A partir do final dos anos 1970, participaria de produções maiores, como “Morte Sobre o Nilo”, de 1978, “La Fille Prodigue”, ao lado de Michel Piccoli, e “Assassinato num Dia de Sol”, de 1982. A grande cineasta francesa Agnès Varda daria protagonismo à atriz em “Kung-Fu Master!”, no qual a personagem de Birkin se apaixona por um garoto de 14 anos, e “Jane B. por Agnès V.”, um retrato impressionista no qual a estrela revê sua vida e sua carreira até ali. “Foram 20 segundos de nudez em ‘Blow Up’, mas a Inglaterra nunca me perdoou. Me chamavam de Jane-Blow-Up-Birkin”, diz ela no filme.
Com os grandes autores faria ainda “A Bela Intrigante”, de 1991, de Jacques Rivette, novamente contracenando com Piccoli, e se lançaria na direção de filme em 2007 com o drama reflexivo “Caixas”, que também protagoniza, como uma senhora de meia-idade que tenta lidar com suas memórias.
Seu último trabalho nas telas foi no documentário “Jane por Charlotte”, de 2021, dirigido por sua filha.
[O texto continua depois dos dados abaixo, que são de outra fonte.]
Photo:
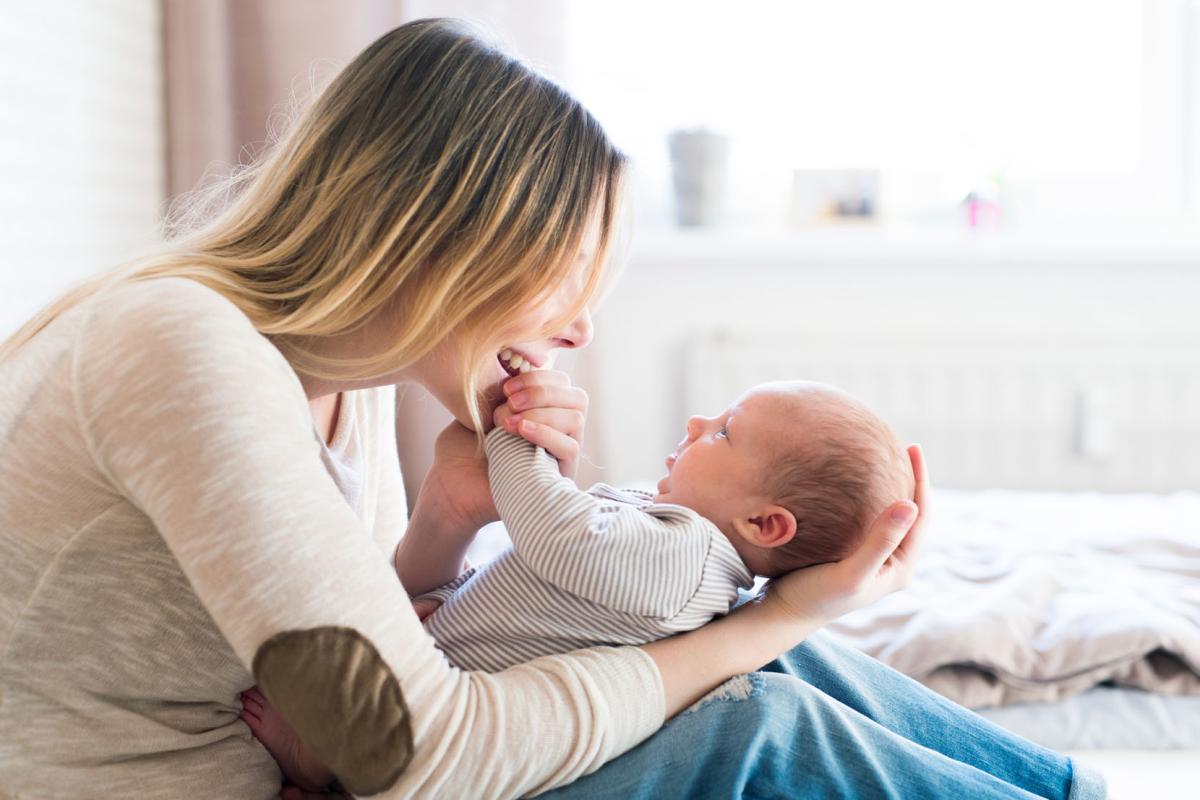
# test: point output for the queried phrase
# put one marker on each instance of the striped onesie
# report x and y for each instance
(603, 566)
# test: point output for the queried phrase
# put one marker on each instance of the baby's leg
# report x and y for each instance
(294, 758)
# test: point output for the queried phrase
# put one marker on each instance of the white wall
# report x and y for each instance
(81, 144)
(869, 286)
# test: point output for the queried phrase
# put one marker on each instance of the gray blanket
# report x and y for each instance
(1032, 596)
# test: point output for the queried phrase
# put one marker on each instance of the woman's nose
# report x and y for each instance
(579, 334)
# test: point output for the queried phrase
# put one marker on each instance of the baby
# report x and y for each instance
(789, 476)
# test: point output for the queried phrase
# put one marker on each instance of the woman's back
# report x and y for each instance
(96, 615)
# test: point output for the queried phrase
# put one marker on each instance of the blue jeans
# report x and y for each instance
(827, 721)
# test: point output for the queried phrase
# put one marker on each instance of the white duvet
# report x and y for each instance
(1026, 597)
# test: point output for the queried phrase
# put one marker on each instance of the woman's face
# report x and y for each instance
(526, 342)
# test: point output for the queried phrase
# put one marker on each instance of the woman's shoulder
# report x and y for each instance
(165, 304)
(174, 332)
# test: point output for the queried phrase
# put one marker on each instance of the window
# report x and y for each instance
(1071, 112)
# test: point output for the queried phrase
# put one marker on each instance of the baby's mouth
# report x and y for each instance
(514, 362)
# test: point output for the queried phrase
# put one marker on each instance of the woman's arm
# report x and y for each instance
(199, 422)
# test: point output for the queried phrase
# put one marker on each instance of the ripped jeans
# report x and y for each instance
(827, 721)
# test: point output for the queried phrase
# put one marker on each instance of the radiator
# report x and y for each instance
(1105, 415)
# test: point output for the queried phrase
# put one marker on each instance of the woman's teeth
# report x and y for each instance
(514, 362)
Neste mesmo ano, a atriz teve um derrame após sofrer problemas cardíacos, mas se recuperou.
No auge de sua popularidade, Birkin delimitou um estilo próprio de comportamento, se tornando um nome importante da moda. Inspirada em Birkin, a grife Hermès criou um modelo de bolsa com o seu nome, que ainda é disputada no mercado internacional.
Seguindo sua carreira musical, gravou, ao todo, 14 discos de estúdio, entre eles “Di Doo Dah”, de 1973, “Lost Song”, de 1987 e “Fictions”, de 2006. Dois anos antes, entoou “Leãozinho”, de Caetano Veloso, ao lado do artista baiano, no disco “Rendez-vous”.
Apesar da longa trajetória, Birkin se voltava, invariavelmente, ao repertório de Gainsbourg. Assim nasceu “Birkin/Gainsbourg: Le Symphonique”, um disco de 2017, com os sucessos que marcaram a vida do casal em um arranjo sinfônico. Dona de uma voz pequena e uma maneira sensual de cantar, Birkin se inscreveu na constelação de mulheres que, na canção francesa, falaram baixo e fizeram arte. O procedimento se aplica a Françoise Hardy até Carla Bruni.